Впрочем - ему нужно было спешить. До темноты желательно было добраться до какого-либо укрытия на ночь - хоть бы и до той каменной пещеры, которая, согласно срисованной карте, выводила дорогу по ту сторону хребта. У него в голове гнездилась мысль, что под её сводами, ему, возможно, удаться переждать грядущую ночь в относительной безопасности.
Тяжело поднявшись, Владислав начал долгий, и крайне утомительный для него, отвыкшего за последнее время от ежедневных походных нагрузок, подъём по этой узенькой полочке, левая сторона которой была, когда-то, буквально "выгрызена" прямо в крутом склоне расщелины. Полка эта следовала за всеми изгибами почти отвесного склона, и справа от её исщебленного края тут же распахивалась глубокая, полная непроглядной тени пропасть, на самом дне которой, в ясном свете дня, еле туда доходившего, время ото времени взблёскивала серебром тонкая ленточка водяного потока.
Но как ни тяжёл был для него, за последние недели сидения в городе полностью успевшего отвыкнуть от тяжёлых нагрузок, этот подъём по склону, всё же самое худшее, как оказалось, ещё ждало его впереди. В конце-концов, у самого устья расщелины, там, где она обращалась уже просто в неимоверно глубокую, узкую каменную трещину, по которой сверху струились потоки воды, от таявшего на вершинах снега, тропа уперлась в невероятно крутую, совершенно прямую лестницу, пробитую прямо в почти что отвесном склоне, и глубоко врезанную в его тело - так, что казалось, что она, как гусеница, прилипла, и - карабкается вверх в глубоком, похожем на трубу, проходе с высокими стенами, но, при этом - без всякого перекрытия сверху. И вот эта лестница-то, по которой ему пришлось затем карабкаться наверх, и оказалась для него совершенно невыносимым кошмаром.
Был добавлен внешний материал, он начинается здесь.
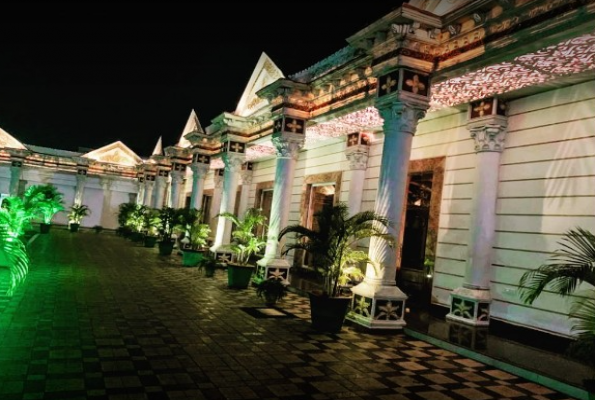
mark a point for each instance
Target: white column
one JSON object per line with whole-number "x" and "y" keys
{"x": 287, "y": 147}
{"x": 81, "y": 179}
{"x": 149, "y": 189}
{"x": 199, "y": 173}
{"x": 177, "y": 178}
{"x": 245, "y": 193}
{"x": 140, "y": 198}
{"x": 106, "y": 208}
{"x": 470, "y": 303}
{"x": 160, "y": 186}
{"x": 231, "y": 177}
{"x": 15, "y": 177}
{"x": 357, "y": 156}
{"x": 216, "y": 199}
{"x": 378, "y": 302}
Сначала дело пошло, вроде бы, совсем неплохо. Хотя состояние ступенек было более чем плаченым - за долгие годы они стерлись непогодой до покатости, часто бывали испещрены трещинами - иногда весьма значительными, в которых камень просто крошился под пальцами, но, в общем и целом, при ярком дневном свете, подъём по лестнице попервах не представлял столь уж большой сложности. Но по мере того, как час тянулся за часом, и Владислав начинал уставать всё более и более, он с ужасом наконец-то сообразил, что у него не будет ни малейшей возможности передохнуть до тех пор, пока он не достигнет самой верхней точки этого подъёма. Тут нельзя было скинуть заплечный мешок со спины, ни даже примоститься кое-как на корточках. Не было никаких промежуточных площадок, никаких переходов с пролёта на пролёт. Лестница всё тянулась и тянулась вверх одной, почти что отвесной линией ступеней, и конца ей всё не было видно.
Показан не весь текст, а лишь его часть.